Si ya de por sí parece inevitable la tragedia, la estructura intercala un repaso de su historia según pasan todo tipo de momentos clave con lo que se entiende que es su futuro (en realidad el presente, el momento en que ellas son adultas y deben tratar con las consecuencias de todo lo que experimentaron en su juventud). De tal forma que en su narrativa la película intenta llevar a la vez el recuento de las causas del trágico destino de sus protagonistas y las terribles secuelas en su vida años después, en dos líneas temporales que poco a poco se van aproximando —hasta que el destino las alcance a ambas—. El fatalismo impregna cada momento de Let Me Fall hasta tal punto que ahoga cualquier posibilidad de las imágenes de llevar a algo más que no sea un tratamiento extraordinariamente tópico de la adicción a las drogas entre los jóvenes, su relación de amistad y sobre todo el delicado equilibro de Magnea con su padre. En cierto modo un misterio parece querer mantenerse de cómo llegaron a tocar fondo ambas para llegar de un punto a otro. Lástima que en esa estructura su director olvide crear el más mínimo diálogo entre sus imágenes de distintos momentos, llevando todo a una fragmentación temporal sin un propósito mayor que mantener la tensión y el interés en sus personajes.

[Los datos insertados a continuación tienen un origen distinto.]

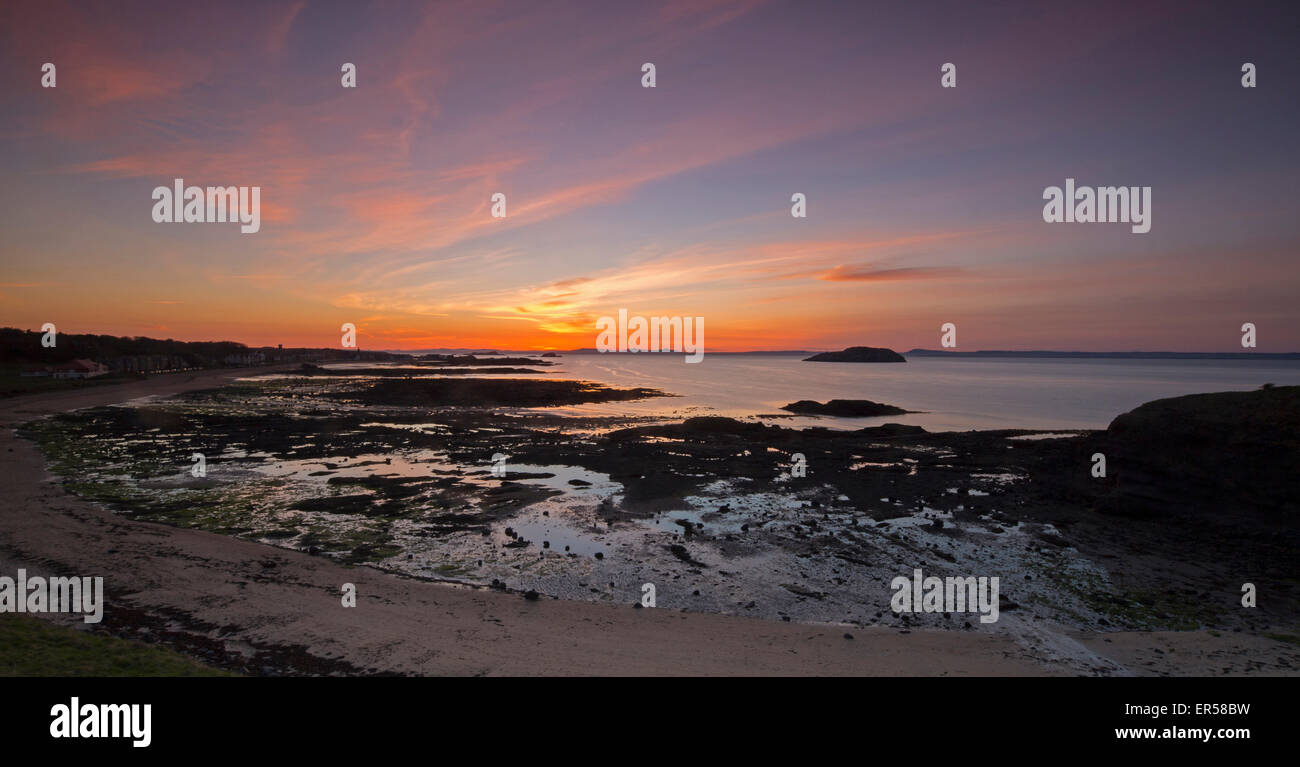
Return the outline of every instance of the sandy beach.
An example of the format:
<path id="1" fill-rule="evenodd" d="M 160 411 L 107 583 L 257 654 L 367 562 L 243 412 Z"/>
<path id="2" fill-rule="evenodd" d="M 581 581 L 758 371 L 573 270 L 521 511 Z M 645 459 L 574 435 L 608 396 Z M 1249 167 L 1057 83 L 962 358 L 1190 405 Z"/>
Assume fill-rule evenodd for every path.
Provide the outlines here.
<path id="1" fill-rule="evenodd" d="M 258 372 L 268 372 L 259 369 Z M 94 630 L 249 673 L 411 675 L 1050 675 L 1079 673 L 992 634 L 899 631 L 641 609 L 427 582 L 232 537 L 125 519 L 53 480 L 23 421 L 211 388 L 246 371 L 157 376 L 0 406 L 0 564 L 103 575 Z M 357 606 L 340 588 L 354 583 Z M 72 626 L 79 619 L 55 618 Z M 1217 635 L 1216 635 L 1217 634 Z M 849 636 L 846 636 L 849 635 Z M 1294 646 L 1241 633 L 1071 632 L 1107 674 L 1296 673 Z M 1288 670 L 1289 669 L 1289 670 Z"/>

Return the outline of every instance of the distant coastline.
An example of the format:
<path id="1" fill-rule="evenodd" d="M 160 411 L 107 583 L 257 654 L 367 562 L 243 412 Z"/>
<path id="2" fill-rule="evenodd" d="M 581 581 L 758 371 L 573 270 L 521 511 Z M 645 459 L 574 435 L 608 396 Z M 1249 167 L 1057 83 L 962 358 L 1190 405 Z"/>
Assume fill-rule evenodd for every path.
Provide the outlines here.
<path id="1" fill-rule="evenodd" d="M 555 354 L 604 354 L 596 349 L 500 349 L 493 352 L 484 352 L 477 349 L 411 349 L 411 350 L 384 350 L 390 354 L 426 354 L 426 353 L 458 353 L 458 354 L 542 354 L 543 352 L 552 352 Z M 825 350 L 822 350 L 825 351 Z M 632 354 L 632 352 L 608 352 Z M 822 352 L 812 349 L 780 349 L 776 351 L 743 351 L 743 352 L 707 352 L 708 355 L 728 355 L 728 356 L 766 356 L 778 357 L 789 355 L 810 355 L 820 354 Z M 1235 359 L 1256 359 L 1256 360 L 1300 360 L 1300 352 L 1070 352 L 1070 351 L 1015 351 L 1015 350 L 981 350 L 974 352 L 950 352 L 938 349 L 911 349 L 901 352 L 904 357 L 1025 357 L 1025 358 L 1042 358 L 1042 359 L 1137 359 L 1137 360 L 1235 360 Z M 661 355 L 670 356 L 670 355 Z"/>
<path id="2" fill-rule="evenodd" d="M 1300 352 L 1054 352 L 1054 351 L 976 351 L 947 352 L 935 349 L 912 349 L 910 357 L 1030 357 L 1127 360 L 1300 360 Z"/>
<path id="3" fill-rule="evenodd" d="M 113 336 L 94 333 L 61 332 L 57 348 L 45 348 L 42 334 L 18 328 L 0 328 L 0 363 L 48 364 L 78 357 L 105 361 L 121 356 L 152 355 L 176 358 L 169 367 L 202 368 L 247 366 L 261 362 L 301 361 L 393 361 L 394 355 L 475 354 L 602 354 L 594 348 L 579 349 L 507 349 L 504 347 L 442 347 L 426 349 L 359 349 L 340 347 L 249 346 L 239 341 L 178 341 L 146 336 Z M 750 351 L 706 351 L 710 355 L 789 356 L 835 353 L 835 349 L 779 349 Z M 631 353 L 631 352 L 623 352 Z M 906 357 L 1024 357 L 1047 359 L 1170 359 L 1170 360 L 1300 360 L 1300 352 L 1080 352 L 1051 350 L 979 350 L 957 352 L 940 349 L 911 349 Z M 669 355 L 664 355 L 669 356 Z M 184 358 L 184 359 L 180 359 Z M 335 359 L 339 358 L 339 359 Z M 161 364 L 161 363 L 160 363 Z"/>

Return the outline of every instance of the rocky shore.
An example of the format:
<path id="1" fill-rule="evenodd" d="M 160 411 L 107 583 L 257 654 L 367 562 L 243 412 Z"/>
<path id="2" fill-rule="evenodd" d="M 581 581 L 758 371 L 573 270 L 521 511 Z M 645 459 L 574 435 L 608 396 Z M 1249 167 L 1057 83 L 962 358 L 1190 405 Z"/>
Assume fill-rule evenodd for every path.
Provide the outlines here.
<path id="1" fill-rule="evenodd" d="M 648 582 L 659 607 L 687 614 L 987 634 L 1069 673 L 1178 673 L 1095 645 L 1218 632 L 1256 648 L 1226 662 L 1234 673 L 1289 673 L 1298 546 L 1281 478 L 1295 388 L 1150 403 L 1101 432 L 931 434 L 541 407 L 664 394 L 574 381 L 311 376 L 85 409 L 21 433 L 66 490 L 123 520 L 340 566 L 611 607 Z M 1171 418 L 1178 428 L 1160 426 Z M 1230 472 L 1176 489 L 1169 478 L 1204 469 L 1218 439 L 1278 481 L 1242 505 L 1223 502 L 1243 485 Z M 196 452 L 205 477 L 190 472 Z M 1089 471 L 1098 452 L 1105 478 Z M 893 613 L 890 579 L 921 566 L 999 575 L 998 624 Z M 1241 607 L 1247 581 L 1267 590 L 1257 608 Z"/>

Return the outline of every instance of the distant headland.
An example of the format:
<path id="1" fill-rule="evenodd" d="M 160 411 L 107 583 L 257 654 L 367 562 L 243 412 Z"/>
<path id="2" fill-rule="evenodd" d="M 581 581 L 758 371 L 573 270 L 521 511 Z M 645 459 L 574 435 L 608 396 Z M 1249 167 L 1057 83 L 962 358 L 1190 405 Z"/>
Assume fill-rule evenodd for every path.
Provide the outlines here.
<path id="1" fill-rule="evenodd" d="M 1127 360 L 1300 360 L 1300 352 L 1053 352 L 1053 351 L 975 351 L 950 352 L 938 349 L 912 349 L 911 357 L 1040 357 L 1075 359 Z"/>

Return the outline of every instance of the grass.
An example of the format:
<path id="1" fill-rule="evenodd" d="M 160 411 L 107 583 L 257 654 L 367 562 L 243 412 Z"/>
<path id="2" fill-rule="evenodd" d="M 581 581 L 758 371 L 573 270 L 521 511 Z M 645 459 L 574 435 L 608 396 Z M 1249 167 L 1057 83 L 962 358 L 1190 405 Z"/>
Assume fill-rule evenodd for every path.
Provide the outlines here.
<path id="1" fill-rule="evenodd" d="M 165 647 L 0 614 L 0 676 L 235 676 Z"/>

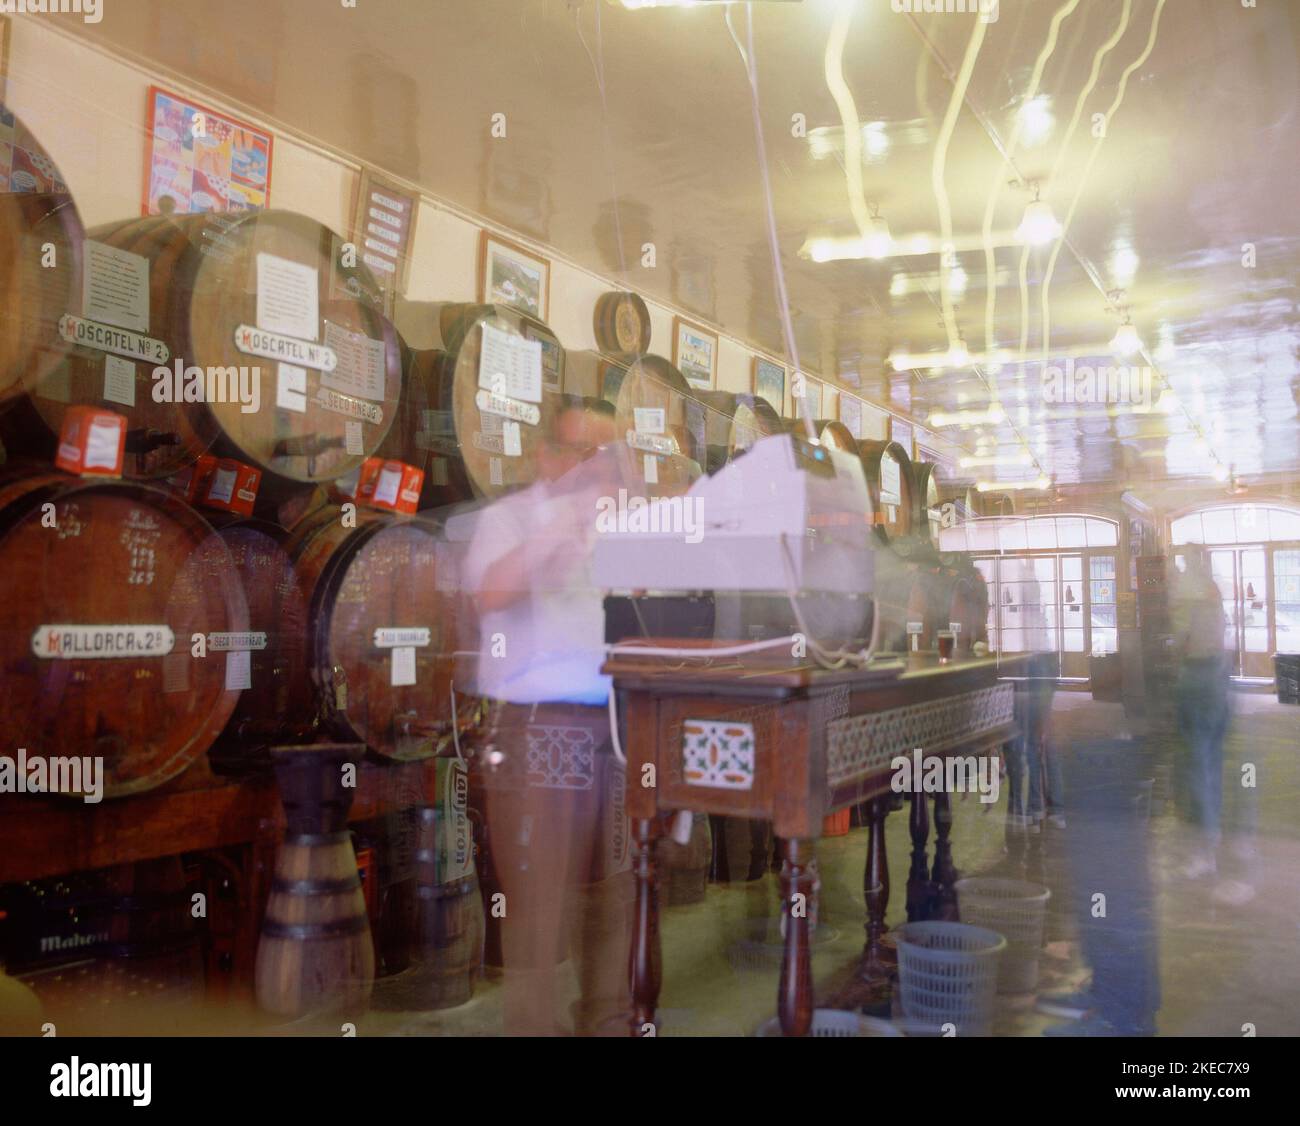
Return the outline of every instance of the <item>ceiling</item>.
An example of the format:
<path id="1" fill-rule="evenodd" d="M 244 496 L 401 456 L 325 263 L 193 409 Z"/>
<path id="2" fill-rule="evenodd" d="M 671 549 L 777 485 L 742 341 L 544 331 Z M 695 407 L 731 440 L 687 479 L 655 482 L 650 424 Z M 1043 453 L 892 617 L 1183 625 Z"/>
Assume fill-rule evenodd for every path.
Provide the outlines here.
<path id="1" fill-rule="evenodd" d="M 981 362 L 894 371 L 891 353 L 947 353 L 955 338 L 940 298 L 935 163 L 977 28 L 969 14 L 912 16 L 895 6 L 904 5 L 751 6 L 772 217 L 804 368 L 923 424 L 976 412 L 944 426 L 945 435 L 972 455 L 1032 459 L 970 468 L 972 477 L 1050 477 L 1065 487 L 1146 490 L 1149 499 L 1213 484 L 1216 467 L 1220 477 L 1291 486 L 1300 470 L 1300 6 L 1001 0 L 953 109 L 939 177 L 957 248 L 949 264 L 966 279 L 949 324 Z M 815 262 L 800 256 L 808 238 L 857 232 L 840 109 L 826 79 L 843 7 L 843 76 L 867 130 L 861 199 L 888 223 L 895 253 Z M 1072 10 L 1035 104 L 1050 117 L 1022 119 L 1045 135 L 1022 130 L 1004 161 L 1061 8 Z M 225 0 L 214 13 L 209 0 L 131 0 L 79 33 L 785 355 L 750 85 L 727 10 L 629 11 L 614 0 L 358 0 L 355 8 Z M 729 10 L 743 44 L 745 6 Z M 1134 66 L 1157 15 L 1149 55 Z M 1098 139 L 1094 115 L 1116 100 L 1126 70 L 1122 101 Z M 495 113 L 506 114 L 504 139 L 491 136 Z M 811 137 L 796 135 L 796 114 Z M 1032 193 L 1010 181 L 1036 182 L 1058 220 L 1072 215 L 1046 322 L 1053 246 L 1028 254 L 1022 303 L 1022 248 L 1011 232 Z M 989 336 L 981 227 L 995 185 Z M 930 239 L 928 253 L 898 252 L 918 236 Z M 640 265 L 647 242 L 654 269 Z M 1243 265 L 1246 243 L 1253 267 Z M 1125 293 L 1107 296 L 1117 289 Z M 1045 323 L 1050 365 L 1111 365 L 1108 341 L 1126 309 L 1146 349 L 1128 362 L 1158 372 L 1159 404 L 1045 401 Z"/>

Con el uso de la cámara en mano y el steadicam, visualmente se entiende una aproximación que quiere ser inmersiva y a la vez mantener cierta distancia. El estilo se interpone en muchas ocasiones en el camino de alcanzar cierta autenticidad buscada, con planos secuencia que llevan a reencuadres cerrando el plano en el rostro de la joven Magnea en escenas donde su reacción o falta de ella parece clave en contraposición a su entorno social. Sin embargo, lo arbitrario de este recurso acaba teniendo un mero efecto de subrayado dramático que desactiva cualquier capacidad de descripción de los entornos, dinámica social o situaciones de gravedad para las jóvenes. Lo mismo puede decirse de la inconsistencia del tratamiento del paso del tiempo en algunos momentos, usado como trivial transición en un mismo plano o en un montaje musical que pretende acercarnos a la pérdida de noción de la realidad de Stella en un momento clave de la película. Es irrelevante que la historia de Magnea y Stella esté basada en hechos reales: la búsqueda tan forzada por dotar de sentido a la propia existencia de sus protagonistas —de moldear la realidad que se quiere recrear de forma supuestamente honesta y reveladora a golpe de shock para el espectador— acaba sufriendo por los manierismos de su director y un planteamiento efectista y morboso de la violencia, la marginalidad y la perspectiva individualista de un problema social que va mucho más allá de las decisiones personales y nunca es tratado con la complejidad psicológica que pretende simular que entiende a golpe de burdos movimientos de cámara.